All functions in this entry are functions from $\sR$ to $\sR$ .

Example 1 Let $f(x)= 1$ for $x \leq 0$ and $f(x) = 0$ for $x >0$ , let $h(x) = 0$ when $x\in \sQ$ and $1$ when $x$ is irrational, and let $g(x)=h(f(x))$ . Then $g(x)=0$ for all $x\in \sR$ , so the composition of two discontinuous functions can be continuous.

Example 2 If $g(x) = h(f(x))$ is continuous for all functions $f$ , then $h$ is continuous. Simply put $f(x)=x$ . Same thing for $h$ and $f$ . If $g(x) = h(f(x))$ is continuous for all functions $h$ , then $f$ is continuous. Simply put $h(x)=x$ .

Example 3 Suppose $g(x) = h(f(x))$ is continuous and $f$ is continuous. Then $h$ does not need to be continuous. For a conterexample, put $h(x)=0$ for all $x\neq 0$ , and $h(0)=1$ , and $f(x)=1+|x|$ . Now $h(f(x))=0$ is continuous, but $h$ is not.

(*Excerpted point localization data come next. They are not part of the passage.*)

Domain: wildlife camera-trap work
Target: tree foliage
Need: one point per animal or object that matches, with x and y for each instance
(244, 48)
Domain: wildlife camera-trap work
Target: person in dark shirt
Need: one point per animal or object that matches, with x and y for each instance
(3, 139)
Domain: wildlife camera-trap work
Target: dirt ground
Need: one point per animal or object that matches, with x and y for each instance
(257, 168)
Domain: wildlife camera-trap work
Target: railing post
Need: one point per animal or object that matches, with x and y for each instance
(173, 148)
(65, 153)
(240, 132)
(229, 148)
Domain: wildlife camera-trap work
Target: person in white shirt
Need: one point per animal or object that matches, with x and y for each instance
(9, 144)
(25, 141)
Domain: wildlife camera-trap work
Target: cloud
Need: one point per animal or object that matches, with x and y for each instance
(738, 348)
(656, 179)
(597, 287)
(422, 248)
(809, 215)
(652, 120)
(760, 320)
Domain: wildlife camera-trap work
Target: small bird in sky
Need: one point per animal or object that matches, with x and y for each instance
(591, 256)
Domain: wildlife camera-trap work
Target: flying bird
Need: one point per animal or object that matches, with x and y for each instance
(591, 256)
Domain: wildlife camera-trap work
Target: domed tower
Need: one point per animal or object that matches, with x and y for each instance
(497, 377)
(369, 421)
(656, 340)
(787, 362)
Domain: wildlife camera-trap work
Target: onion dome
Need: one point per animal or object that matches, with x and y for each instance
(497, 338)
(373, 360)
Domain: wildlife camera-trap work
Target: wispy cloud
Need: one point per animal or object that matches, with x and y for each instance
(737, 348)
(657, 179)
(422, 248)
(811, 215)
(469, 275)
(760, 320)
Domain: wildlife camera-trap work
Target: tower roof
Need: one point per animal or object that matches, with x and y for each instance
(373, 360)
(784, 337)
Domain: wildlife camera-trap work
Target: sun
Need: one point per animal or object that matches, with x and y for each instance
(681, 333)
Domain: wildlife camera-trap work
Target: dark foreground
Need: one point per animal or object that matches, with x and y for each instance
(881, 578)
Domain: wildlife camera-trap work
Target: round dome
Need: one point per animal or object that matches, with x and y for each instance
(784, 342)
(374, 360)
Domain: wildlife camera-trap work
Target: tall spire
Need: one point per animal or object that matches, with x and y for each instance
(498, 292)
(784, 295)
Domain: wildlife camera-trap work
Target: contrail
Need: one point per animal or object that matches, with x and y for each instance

Example 4 Suppose $g(x) = h(f(x))$ is continuous and $h$ is continuous. Then $f$ does not need to be continuous. For a counterexample, put $ f(x) = 0$ for all $x\neq 0$ , and $f(0)=1$ , and $h(x)=0$ for all $x$ . Now $h(f(x))=0$ is continuous, but $f$ is not.